Log probability is a log-log weighted cumulative probability distribution line chart.

Percentage is used to change the Y-axis scale from a length-weighted scale to a percentage scale.

Bin width changes the size of the histogram bins used in the plot.

The Box Plot options control the appearance of the box plot drawn under the primary chart. The whiskers extend out to lines that mark the extents you select, which can be the Min/max whiskers, the Inner fence whiskers or the Outer fence whiskers. Inner and outer values are defined as being 1.5 times the interquartile range and 3 times the interquartile range respectively.

Some univariate graphs may include a Filtering section. Here is where a Query filter defined for the dataset can be selected.

There may also be a Categories list where category columns can be added by clicking the Add button (), then selecting a category data column from the left dropdown list, and choosing specific category values from the right dropdown list.

There is also an Include Null Values option, which allows you to include values in a chart even though there are missing values in a certain category data column, instead of filtering the data row out.

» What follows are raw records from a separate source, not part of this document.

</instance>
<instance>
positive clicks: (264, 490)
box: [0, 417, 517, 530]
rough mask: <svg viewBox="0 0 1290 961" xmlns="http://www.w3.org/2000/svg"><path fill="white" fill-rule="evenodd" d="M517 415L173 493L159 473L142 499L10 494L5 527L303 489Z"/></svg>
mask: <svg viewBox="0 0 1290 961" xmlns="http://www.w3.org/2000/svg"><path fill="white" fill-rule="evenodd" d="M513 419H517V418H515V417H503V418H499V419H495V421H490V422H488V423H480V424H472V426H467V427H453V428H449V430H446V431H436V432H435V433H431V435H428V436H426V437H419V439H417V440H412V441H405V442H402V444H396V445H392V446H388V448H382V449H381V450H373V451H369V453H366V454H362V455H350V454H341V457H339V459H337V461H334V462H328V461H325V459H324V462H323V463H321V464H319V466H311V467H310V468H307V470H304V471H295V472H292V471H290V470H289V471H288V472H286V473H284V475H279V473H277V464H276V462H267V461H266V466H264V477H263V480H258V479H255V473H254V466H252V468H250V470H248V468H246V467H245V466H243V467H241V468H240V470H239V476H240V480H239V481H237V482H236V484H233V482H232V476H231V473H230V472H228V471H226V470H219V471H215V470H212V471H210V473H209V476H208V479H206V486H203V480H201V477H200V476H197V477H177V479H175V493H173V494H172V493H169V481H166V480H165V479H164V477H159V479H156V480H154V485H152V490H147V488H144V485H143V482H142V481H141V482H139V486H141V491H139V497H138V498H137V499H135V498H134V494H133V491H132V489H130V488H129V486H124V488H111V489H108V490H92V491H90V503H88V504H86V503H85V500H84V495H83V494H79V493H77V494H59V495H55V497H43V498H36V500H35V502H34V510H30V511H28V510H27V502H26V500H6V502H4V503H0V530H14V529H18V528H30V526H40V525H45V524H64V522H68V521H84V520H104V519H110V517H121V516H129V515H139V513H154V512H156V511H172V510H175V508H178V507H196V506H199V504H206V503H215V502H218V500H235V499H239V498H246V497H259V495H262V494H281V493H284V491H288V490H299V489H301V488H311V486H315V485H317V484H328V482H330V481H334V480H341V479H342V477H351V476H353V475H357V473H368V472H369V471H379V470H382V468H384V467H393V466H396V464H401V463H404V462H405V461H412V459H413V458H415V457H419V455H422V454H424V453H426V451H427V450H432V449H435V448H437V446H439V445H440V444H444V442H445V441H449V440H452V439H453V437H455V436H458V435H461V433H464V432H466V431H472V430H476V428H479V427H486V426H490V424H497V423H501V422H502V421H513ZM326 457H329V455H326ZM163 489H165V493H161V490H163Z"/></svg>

The Limits fields control the ranges for the X-axis and Y-axis. Select Automatic X axis limits and/or Automatic Y axis limits to get the full range required for the chart display. Untick these and manually adjust the X limits and/or Y limits to constrain the chart to a particular region of interest. This can effectively be used to zoom the chart.

The bottom left corner of the chart displays a table with a comprehensive set of statistical measures for the dataset.

Some of the univariate charts have a Save icon () that adds the chart to the Statistics tab.

Comparison Histograms

Comparison histograms are used for compositing and declustering statistics, with the options Compositing Comparison and Declustering Comparison respectively. They feature a double histogram, one displaying the distribution of the raw data and one displaying the distribution of the data after processing. This enables comparison of the two distributions of the same element before and after the data transformation. Impacts on the symmetry of distributions will be evident.

In the Histogram settings, you can choose between Inverted graphs, as shown in the image above, or Side by side graphs where the data for each histogram bin is shown in the traditional histogram style.Bin width changes the size of the histogram bins used in the plot.Percentage is used to change the Y-axis scale from a length-weighted scale to a percentage scale.

The declustering comparison chart will also have Input Values options where the Declustered values and Statistic weighting options can be selected from the dropdown lists:

The bottom left corner of the chart displays a table with a comprehensive set of statistical measures for the dataset.